Last night, I had a great dinner with one of the people I really respect in the advertising ecosystem. Because he is a leader in the innovation space, we had our usual great conversation about how we collectively plan to change the world. As part of our conversation, I hearkened back to my days growing up in Rochester, NY where my father was a research chemist at Kodak. Kodak was once one of those great american industrial powerhouses that had armies of scientists and engineers developing cutting edge technologies that would change the world. Kodak scientists, like their compatriots at institutions like AT&T's Bell Labs, were so far ahead of the world in their innovation, that their management teams completely failed to monetize their innovations. Kodak scientists perfected technologies like the CCD chip - the basis for all digital photography - color copiers, instant film, specialty plastics, and many more innovations that others built multi-billion dollar businesses on.

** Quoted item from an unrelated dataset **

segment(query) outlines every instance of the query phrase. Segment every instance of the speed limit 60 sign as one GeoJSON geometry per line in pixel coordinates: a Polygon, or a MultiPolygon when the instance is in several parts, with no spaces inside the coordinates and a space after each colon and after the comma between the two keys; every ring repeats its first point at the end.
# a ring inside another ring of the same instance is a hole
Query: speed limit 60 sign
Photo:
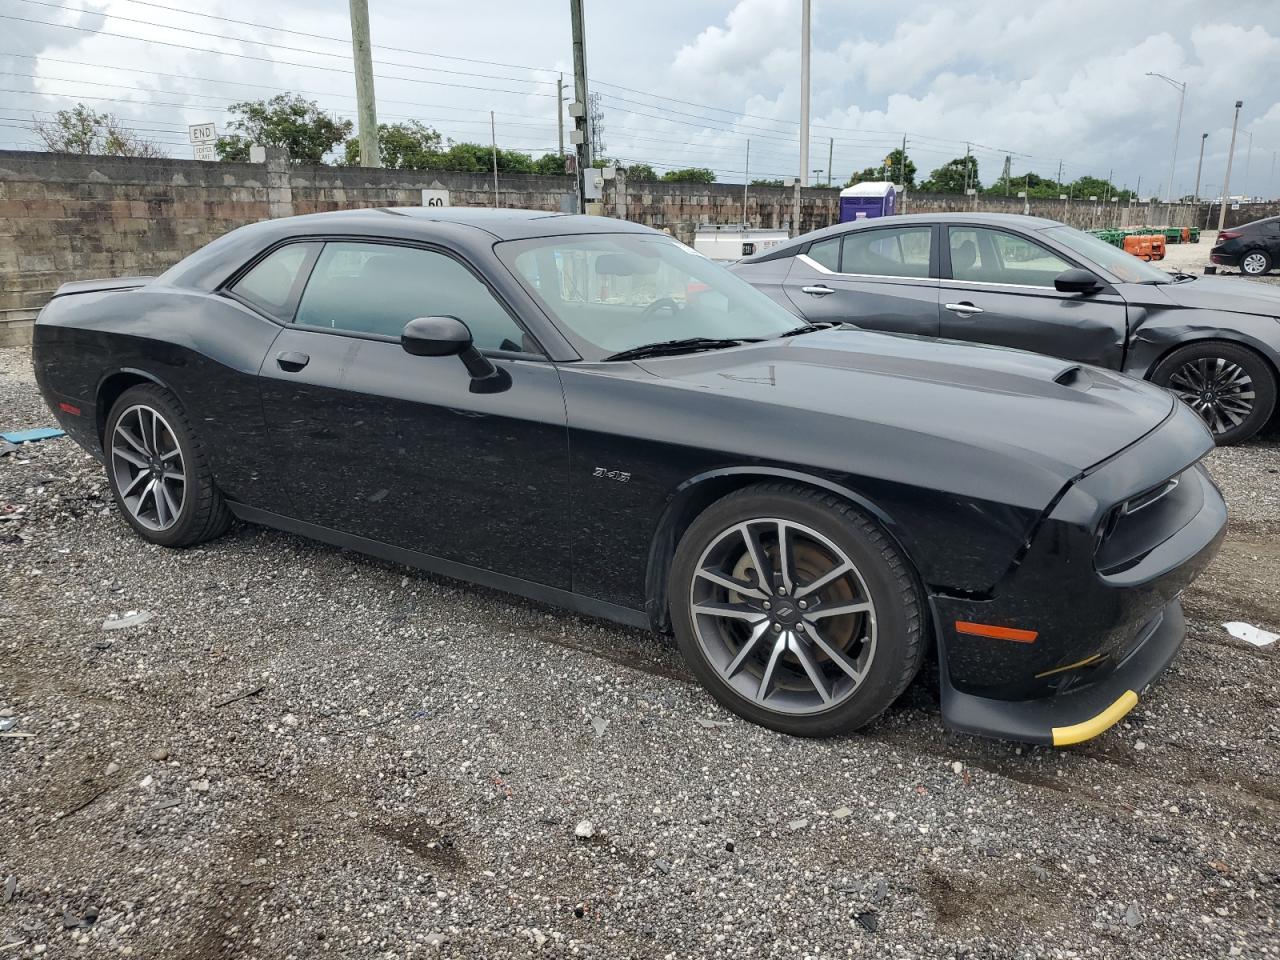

So why did none of this amazing innovation prowess translate to future success? The problem was too much profit. In the late 1970's, the price of silver, the most expensive component of film, spiked 900%. Kodak management got very good at holding down cost and passing some on to the consumer. As the 1980's went on, the silver bubble popped and prices once again dropped to their pre-bubble levels (from $50 to $5). For Kodak, the efficiency and price increases they were forced to make translated into huge operating margins once the price dropped. By the late 1980's, Kodak's margin on film was over 90%!
As management teams looked at their business, they were so enamored by their own operating prowess, that they lost sight of the fact that their own innovation teams had created the very products that will eventually destroy their legacy business. Instead of using their massive operation to cannibalize their own business by building new ones, they sat on their hands. Worse still, they juiced their balance sheets by selling off these innovations and cutting back on their research teams. This was a long and slow form of corporate suicide.
So what does all of this have to do with agencies? Think of all the major advertising technology related businesses that agencies knew were needed and could not build over the last decade. I am convinced that a vast majority of agencies and media buyers know that all media buying will be automated in the next decade, but are working to hinder its adoption when they should embrace it. There used to be a time when the oft heard retort by people in ad-land "this is a relationship business" rang through the halls of all the major Wall st. trading firms. Today 90% of the volume of trades on the NYSE happens electronically, the only reason the famous trading floor at 20 Broad St. in Manhattan still exists is as a backup, in case of an emergency system failure in the exchange's computer infrastructure.
Agencies need to stop thinking about trading desks as their 'film business' - a high margin arbitrage opportunity - and start thinking about it as a true value-added service for building an expert trading team, that can stay at the cutting edge of the business. A highly skilled and technical team is the only way to keep a competitive advantage in business today. Building a business that profits from the ignorance of your clients may work in the short term, but like Kodak's film business, it distracts agencies from where the long-term businesses should be built and could eventually bring about the demise of their media buying.
Agency-land management teams need to put plans in place to put their legacy media buying businesses out of business. Otherwise, technologists and the major advertisers will do their darnedest to make media buying within the agency a thing of the past. From my perspective, I have seen major Wall st. firms evolve to find new businesses where the work of people can not yet be done by machines. A stock broker now gets paid for creating value by giving you investing advice rather than executing trades. Where agencies have a competitive edge, is in this same 'space': media planning.